Tutti mi conoscono come una mezzosangue e io li lascio credere che sia così, quando in realtà sono qualcosa di più complicato, una specie di anomalia. Qualcosa che, ne sono certa, farebbe gola sia alla Sorellanza sia ai Volturi. In ogni caso, per me, significherebbe essere nei guai fino al collo, così fingo di essere una di loro.
«Cacciatrice, non percepisco nessuno e tu?»
Sobbalzo quando sento la voce di Demetri nel mio auricolare.
«Niente umani e niente vampiri. Serata fiacca» rispondo, tenendo premuto il pulsante nel centro di quel fastidioso arnese.
«Andiamocene, io mi sono stufato» sbuffa Demetri.
«Gli ordini di Aro non sono questi» tuona a una vocina fastidiosa, quasi quanto il suo potere di causare atroci sofferenze solo con la forza del pensiero.
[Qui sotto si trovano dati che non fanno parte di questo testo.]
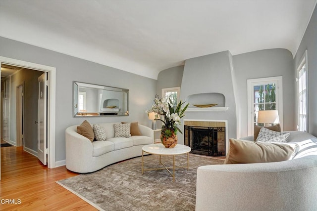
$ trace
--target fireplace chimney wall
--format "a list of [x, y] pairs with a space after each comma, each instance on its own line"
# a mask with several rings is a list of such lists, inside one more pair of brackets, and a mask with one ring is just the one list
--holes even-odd
[[[237, 114], [235, 90], [236, 84], [232, 55], [229, 51], [193, 58], [185, 61], [180, 91], [180, 98], [185, 100], [188, 96], [206, 93], [219, 93], [225, 97], [226, 111], [186, 111], [186, 120], [227, 120], [229, 138], [237, 136]], [[235, 96], [237, 97], [237, 96]], [[218, 103], [211, 98], [209, 104]], [[202, 104], [206, 103], [206, 99]], [[192, 106], [191, 106], [192, 107]], [[181, 126], [184, 131], [184, 121]], [[183, 143], [184, 136], [178, 133], [179, 142]]]

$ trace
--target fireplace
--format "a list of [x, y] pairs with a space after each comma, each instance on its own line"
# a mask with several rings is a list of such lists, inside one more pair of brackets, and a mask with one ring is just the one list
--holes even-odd
[[213, 157], [225, 156], [226, 127], [223, 123], [207, 122], [207, 125], [213, 126], [202, 126], [206, 125], [206, 123], [189, 124], [192, 125], [185, 123], [185, 145], [192, 148], [192, 153]]

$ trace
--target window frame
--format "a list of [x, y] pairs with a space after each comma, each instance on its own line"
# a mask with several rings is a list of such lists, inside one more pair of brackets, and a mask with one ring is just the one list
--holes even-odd
[[[299, 85], [300, 85], [300, 81], [299, 81], [299, 72], [300, 71], [302, 70], [303, 67], [305, 65], [306, 66], [306, 68], [305, 68], [305, 71], [306, 71], [306, 81], [305, 82], [306, 83], [306, 130], [304, 130], [305, 131], [308, 132], [309, 131], [309, 73], [308, 73], [308, 50], [307, 49], [306, 49], [305, 50], [305, 52], [304, 53], [304, 54], [303, 55], [303, 56], [302, 56], [302, 58], [301, 58], [301, 59], [299, 61], [299, 63], [297, 65], [297, 69], [296, 69], [296, 86], [297, 88], [297, 92], [296, 92], [296, 94], [297, 94], [297, 97], [296, 97], [296, 105], [297, 105], [297, 108], [296, 109], [296, 112], [297, 113], [297, 124], [296, 124], [296, 127], [297, 127], [297, 130], [300, 131], [300, 129], [301, 128], [300, 125], [300, 96], [299, 96]], [[301, 130], [302, 131], [302, 130]]]
[[252, 135], [254, 132], [254, 86], [266, 84], [275, 83], [276, 108], [278, 111], [279, 124], [283, 130], [283, 77], [261, 78], [247, 80], [247, 122], [248, 135]]
[[177, 102], [178, 104], [179, 102], [179, 97], [180, 96], [180, 86], [171, 87], [169, 88], [162, 88], [162, 97], [165, 97], [165, 94], [167, 92], [170, 91], [177, 91]]

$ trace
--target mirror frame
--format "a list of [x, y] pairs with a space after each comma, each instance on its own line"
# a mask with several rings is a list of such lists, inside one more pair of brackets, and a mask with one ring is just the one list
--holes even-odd
[[[104, 112], [101, 111], [87, 111], [85, 112], [78, 112], [78, 93], [79, 92], [79, 88], [88, 88], [90, 89], [95, 89], [97, 90], [102, 90], [106, 91], [112, 91], [115, 92], [122, 92], [123, 94], [124, 97], [123, 100], [126, 102], [120, 102], [120, 100], [117, 99], [109, 99], [118, 102], [119, 103], [122, 103], [123, 107], [126, 106], [126, 110], [115, 111], [113, 112]], [[98, 104], [98, 102], [96, 102]], [[121, 109], [122, 108], [121, 108]], [[120, 109], [120, 108], [119, 108]], [[123, 88], [118, 88], [116, 87], [108, 86], [103, 85], [99, 85], [93, 84], [86, 83], [83, 82], [73, 81], [73, 117], [113, 117], [113, 116], [121, 116], [129, 115], [129, 89]]]

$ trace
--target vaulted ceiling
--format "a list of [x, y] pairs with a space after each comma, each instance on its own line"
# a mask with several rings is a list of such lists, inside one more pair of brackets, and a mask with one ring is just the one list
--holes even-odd
[[0, 1], [0, 36], [157, 79], [187, 59], [286, 48], [317, 0]]

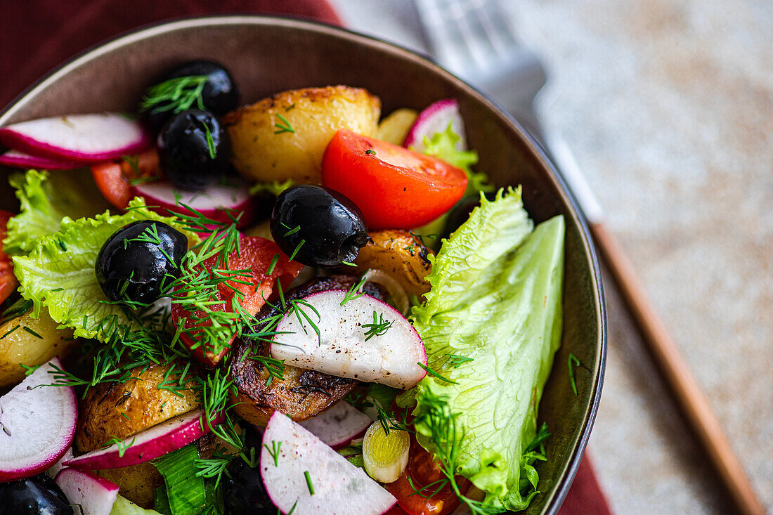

No, la sua voce è decismanete più fastidiosa.
Non ho mai sopportato Jane e se non dovessi fingermi una del loro clan, l'avrei già fatta a pezzi e ridotta in cenere.
Questa è la missione che mi ha affidato la Sorellanza: infiltrarmi tra i Volturi per studiarli da vicino.
Mi sono chiesta spesso quale fosse lo scopo, il loro pare essere il più importante clan del mondo e tutti conoscono chi sono, cosa fanno e i loro poteri.
Ho accettato solo perché avevo già interessi all'interno del clan. Interessi che ho evitato di far conoscere ai membri della mia coven, altrimenti sarei stata sicuramente bandita e questo non posso permetterlo.
«Ok ragazzi. Facciamo così: se entro un'ora non accade nulla ce ne torniamo tutti a casa. è inutile fare un'esercitazione se non c'è nulla con cui esercitarsi»
La mia proposta è seguita da lamentele da parte di Jane e Alec ma alla fine cedono sotto l'insistenza di Felix e Demetri.
Mi levo dall'orecchio l'infernale aggeggio, sicura che sarà un'ora tranquilla.
Mi sdraio su un muretto di pietra che è tutto quello che resta di un antico mulino e osservo il cielo notturno.
Vorrei essere una ragazza umana e non dovermi preoccupare di vampiri, vorrei conoscerli come li conoscono loro: creature che esistono solo nei libri o nei film.
Vorrei essere io stessa la fantasia di qualcuno invece di essere un'anomalia negli annali dei vampiri.
Mi hanno detto che discendo da una razza molto simile a quella umana ma che reagiva diversamente al veleno dei vampiri.
Non mi trasformo in un essere freddo e senza vita come loro ma mantengo le mie caratteristiche umane, acquisendo però la loro forza e agilità. Come alcuni di loro, ho poteri particolari, ma poco tempo per usarli, purtroppo dagli umani ho ereditato la durata della vita.